Saturday, October 20, 2007

Purge & Profit

My husband has many interests. He's a fascinating, clever person actually. And he's certainly not perfect. In fact, he has one crazy obsession. Collecting things.

I knew this from our initial meeting when he admitted as much. And it became all too apparent from my first visit to his large yet stacked-to-the-ceilings-with-stuff apartment in Ukrainian Village. Lots of the things he loves, or merely takes a passing interest in, he has to own.

And so when we moved in together, his stuff came with him. Music, movies, toys of his childhood and lots of other random curiosities. The skull of some long-dead bovine. A bottle of ancient "Nasal Oil." More Donald Duck toys than you've ever seen in one place, ever (probably even at Disney!).

And while I had great visions of containing his things in select areas of our home, it's never quite worked out that way. From the beginning, they've spilled beyond the borders of their confinement and slowly but purposefully crept into virtually every room in our home.
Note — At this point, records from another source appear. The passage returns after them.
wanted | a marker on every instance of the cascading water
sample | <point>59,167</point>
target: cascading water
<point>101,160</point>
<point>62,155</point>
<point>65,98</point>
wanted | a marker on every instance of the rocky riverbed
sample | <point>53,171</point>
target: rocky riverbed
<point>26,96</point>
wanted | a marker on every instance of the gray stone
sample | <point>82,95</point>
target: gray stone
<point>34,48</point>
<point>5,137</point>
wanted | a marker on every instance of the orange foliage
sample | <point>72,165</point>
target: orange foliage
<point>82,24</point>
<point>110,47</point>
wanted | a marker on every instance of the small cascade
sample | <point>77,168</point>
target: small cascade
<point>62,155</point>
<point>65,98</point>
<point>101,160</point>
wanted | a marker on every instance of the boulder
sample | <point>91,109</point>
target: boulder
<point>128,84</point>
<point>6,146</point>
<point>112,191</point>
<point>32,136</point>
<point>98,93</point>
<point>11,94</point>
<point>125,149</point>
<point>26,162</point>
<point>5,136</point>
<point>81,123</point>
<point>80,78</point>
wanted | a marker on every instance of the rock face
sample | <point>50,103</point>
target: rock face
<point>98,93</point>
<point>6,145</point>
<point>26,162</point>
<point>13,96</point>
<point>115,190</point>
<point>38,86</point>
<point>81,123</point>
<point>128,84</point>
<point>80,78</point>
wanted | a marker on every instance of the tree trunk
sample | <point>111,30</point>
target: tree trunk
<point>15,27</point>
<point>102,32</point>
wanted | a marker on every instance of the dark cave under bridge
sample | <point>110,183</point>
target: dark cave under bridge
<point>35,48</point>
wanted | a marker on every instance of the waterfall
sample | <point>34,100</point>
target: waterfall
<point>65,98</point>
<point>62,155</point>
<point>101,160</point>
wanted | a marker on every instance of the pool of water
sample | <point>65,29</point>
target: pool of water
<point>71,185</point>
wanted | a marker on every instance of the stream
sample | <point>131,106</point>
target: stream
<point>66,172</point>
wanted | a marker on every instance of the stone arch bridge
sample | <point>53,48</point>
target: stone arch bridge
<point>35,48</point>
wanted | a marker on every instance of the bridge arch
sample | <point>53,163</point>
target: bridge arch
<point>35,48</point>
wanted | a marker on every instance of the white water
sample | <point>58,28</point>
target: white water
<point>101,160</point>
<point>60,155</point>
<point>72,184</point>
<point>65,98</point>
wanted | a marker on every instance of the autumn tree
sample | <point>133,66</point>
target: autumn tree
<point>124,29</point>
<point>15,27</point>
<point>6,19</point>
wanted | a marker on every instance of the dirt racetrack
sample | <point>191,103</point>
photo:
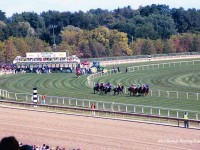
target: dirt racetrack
<point>90,133</point>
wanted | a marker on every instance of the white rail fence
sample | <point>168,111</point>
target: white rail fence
<point>155,93</point>
<point>101,105</point>
<point>145,59</point>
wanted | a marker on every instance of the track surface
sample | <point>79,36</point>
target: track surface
<point>93,133</point>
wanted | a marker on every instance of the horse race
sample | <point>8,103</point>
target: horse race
<point>98,86</point>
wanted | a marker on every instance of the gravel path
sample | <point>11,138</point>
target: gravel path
<point>93,133</point>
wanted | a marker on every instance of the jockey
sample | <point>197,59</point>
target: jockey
<point>97,84</point>
<point>101,85</point>
<point>109,85</point>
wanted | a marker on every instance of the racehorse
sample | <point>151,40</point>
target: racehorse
<point>78,74</point>
<point>118,90</point>
<point>96,89</point>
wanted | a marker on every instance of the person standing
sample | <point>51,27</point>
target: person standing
<point>185,116</point>
<point>93,107</point>
<point>43,99</point>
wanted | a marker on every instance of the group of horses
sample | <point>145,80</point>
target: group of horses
<point>140,90</point>
<point>107,89</point>
<point>133,90</point>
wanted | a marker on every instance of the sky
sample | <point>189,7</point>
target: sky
<point>18,6</point>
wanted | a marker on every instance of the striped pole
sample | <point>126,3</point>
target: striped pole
<point>35,97</point>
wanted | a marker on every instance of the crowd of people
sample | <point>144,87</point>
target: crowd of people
<point>6,69</point>
<point>11,143</point>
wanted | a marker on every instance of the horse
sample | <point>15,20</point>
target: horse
<point>78,74</point>
<point>118,90</point>
<point>107,90</point>
<point>132,90</point>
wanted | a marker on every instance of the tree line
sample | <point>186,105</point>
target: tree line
<point>100,33</point>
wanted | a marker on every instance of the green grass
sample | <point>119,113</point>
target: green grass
<point>179,78</point>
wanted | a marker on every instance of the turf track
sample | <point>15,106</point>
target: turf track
<point>182,78</point>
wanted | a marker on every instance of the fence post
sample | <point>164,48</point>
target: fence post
<point>197,117</point>
<point>15,96</point>
<point>63,100</point>
<point>97,105</point>
<point>112,106</point>
<point>83,103</point>
<point>50,100</point>
<point>57,100</point>
<point>118,107</point>
<point>103,106</point>
<point>158,93</point>
<point>187,95</point>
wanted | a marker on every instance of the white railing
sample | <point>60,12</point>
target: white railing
<point>155,93</point>
<point>163,65</point>
<point>101,105</point>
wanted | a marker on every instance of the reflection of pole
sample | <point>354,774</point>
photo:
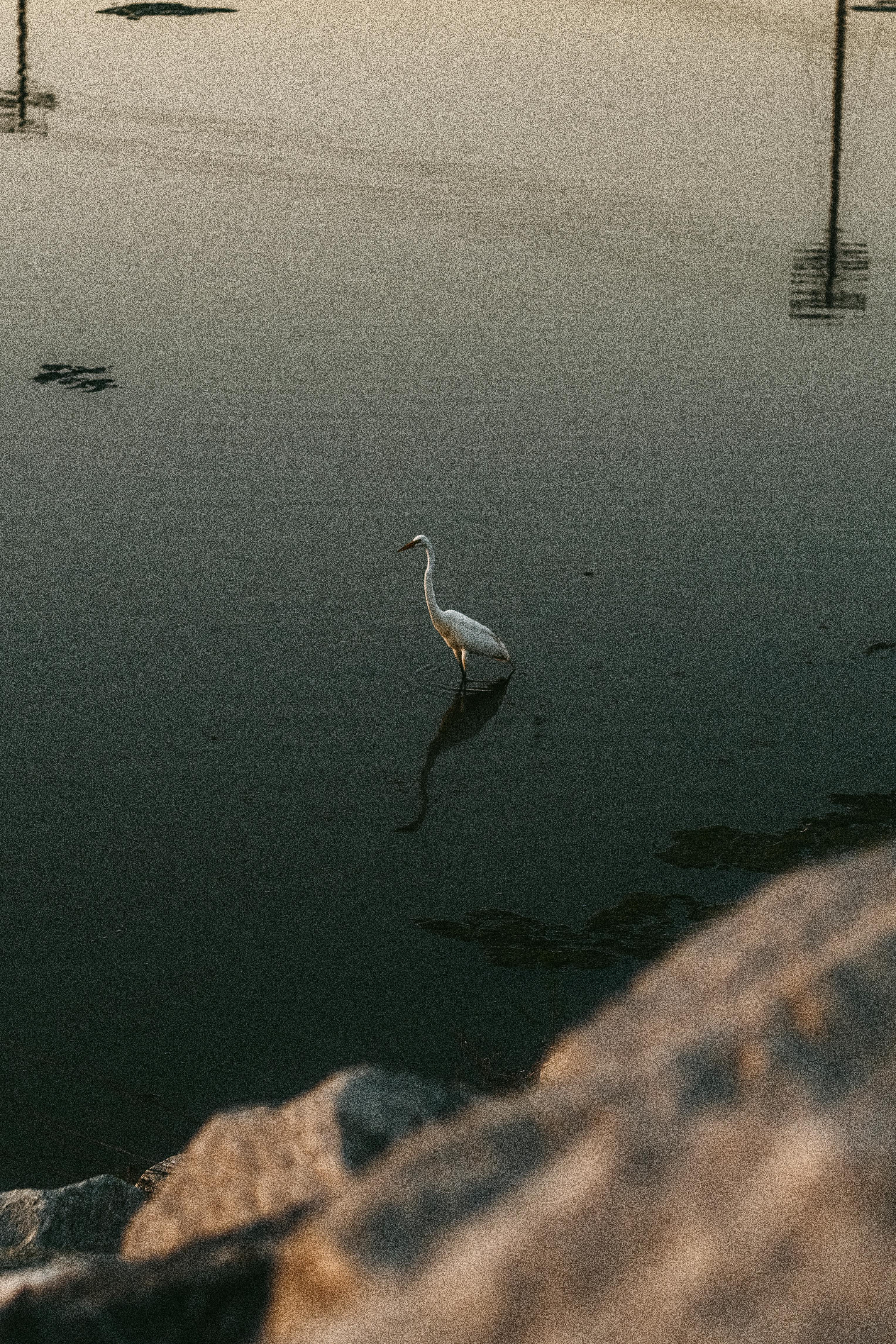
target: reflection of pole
<point>836,146</point>
<point>23,65</point>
You cannot do a 180-degree turn anyplace without seeing a box of comic books, a stack of DVD's or some other pile of Craze's junk.
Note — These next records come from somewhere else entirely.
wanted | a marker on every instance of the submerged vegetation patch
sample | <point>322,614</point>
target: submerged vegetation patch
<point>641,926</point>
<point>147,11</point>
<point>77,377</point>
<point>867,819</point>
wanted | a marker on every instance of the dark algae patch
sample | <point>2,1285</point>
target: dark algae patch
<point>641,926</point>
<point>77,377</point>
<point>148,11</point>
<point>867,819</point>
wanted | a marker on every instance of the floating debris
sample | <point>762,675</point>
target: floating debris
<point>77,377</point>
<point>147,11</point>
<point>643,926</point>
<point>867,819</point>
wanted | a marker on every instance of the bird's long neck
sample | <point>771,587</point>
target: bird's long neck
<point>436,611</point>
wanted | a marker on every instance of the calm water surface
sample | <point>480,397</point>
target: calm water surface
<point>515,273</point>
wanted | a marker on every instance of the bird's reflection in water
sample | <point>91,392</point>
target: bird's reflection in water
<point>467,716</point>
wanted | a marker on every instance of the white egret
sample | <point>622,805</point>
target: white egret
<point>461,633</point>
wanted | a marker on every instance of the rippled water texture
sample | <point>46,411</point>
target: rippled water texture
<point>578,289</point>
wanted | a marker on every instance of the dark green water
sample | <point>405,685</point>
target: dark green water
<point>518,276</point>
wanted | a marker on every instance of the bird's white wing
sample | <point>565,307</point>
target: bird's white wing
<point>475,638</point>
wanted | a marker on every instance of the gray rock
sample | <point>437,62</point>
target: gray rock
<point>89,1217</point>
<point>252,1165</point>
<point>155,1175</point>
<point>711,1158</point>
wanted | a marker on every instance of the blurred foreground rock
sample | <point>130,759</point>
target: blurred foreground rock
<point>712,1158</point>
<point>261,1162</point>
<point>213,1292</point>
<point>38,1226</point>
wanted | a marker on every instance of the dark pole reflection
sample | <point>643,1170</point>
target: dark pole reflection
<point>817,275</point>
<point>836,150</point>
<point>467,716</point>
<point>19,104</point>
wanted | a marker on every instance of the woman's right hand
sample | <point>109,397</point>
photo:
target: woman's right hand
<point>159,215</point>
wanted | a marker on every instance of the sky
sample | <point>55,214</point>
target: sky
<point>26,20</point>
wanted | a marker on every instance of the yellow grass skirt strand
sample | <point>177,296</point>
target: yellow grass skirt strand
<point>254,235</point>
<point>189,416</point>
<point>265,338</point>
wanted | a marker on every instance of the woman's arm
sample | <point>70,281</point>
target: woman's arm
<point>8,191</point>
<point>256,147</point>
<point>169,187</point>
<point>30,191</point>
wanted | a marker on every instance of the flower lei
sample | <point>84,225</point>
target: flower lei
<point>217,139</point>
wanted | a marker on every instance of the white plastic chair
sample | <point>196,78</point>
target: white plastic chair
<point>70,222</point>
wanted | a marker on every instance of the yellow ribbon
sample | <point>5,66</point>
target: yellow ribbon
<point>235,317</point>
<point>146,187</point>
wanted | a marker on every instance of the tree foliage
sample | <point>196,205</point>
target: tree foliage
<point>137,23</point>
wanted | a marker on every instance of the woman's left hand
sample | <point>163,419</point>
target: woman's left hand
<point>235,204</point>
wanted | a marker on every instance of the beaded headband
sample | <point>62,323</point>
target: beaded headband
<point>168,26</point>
What at first I found fascinating, now periodically enrages me. I would like so much to have more of a normal life and one not filled with these piles of incongruous and frustrating clutter as far as the eye can see. On probably more than a hundred occasions over the years I've made impassioned pleas for Craze to purge. Keep the stuff he really loves and ditch the stuff that's just collecting dust. He always hangs his head sorrowfully and agrees I'm right, but his words just evaporate in the air and are never converted into action. Until recently.

I've begun to see a tiny glimmer of hope. We did, in fact, have a garage sale last weekend. We got rid of a bunch of stuff--some mine, some his, some random stuff that had been dropped at our doorstep by family and friends over the years. And we made over $500. This excited Craze, the idea that overlooked items could be converted into cash. That purging could bring more rewards than just getting your wife off your back. That letting go of stuff could make a buck.

What went out of our garage door with strangers was just the tip of the iceberg. But, I've seen the glimmer in his eye. The wheels are definitely turning. And you can't imagine how much it excites me.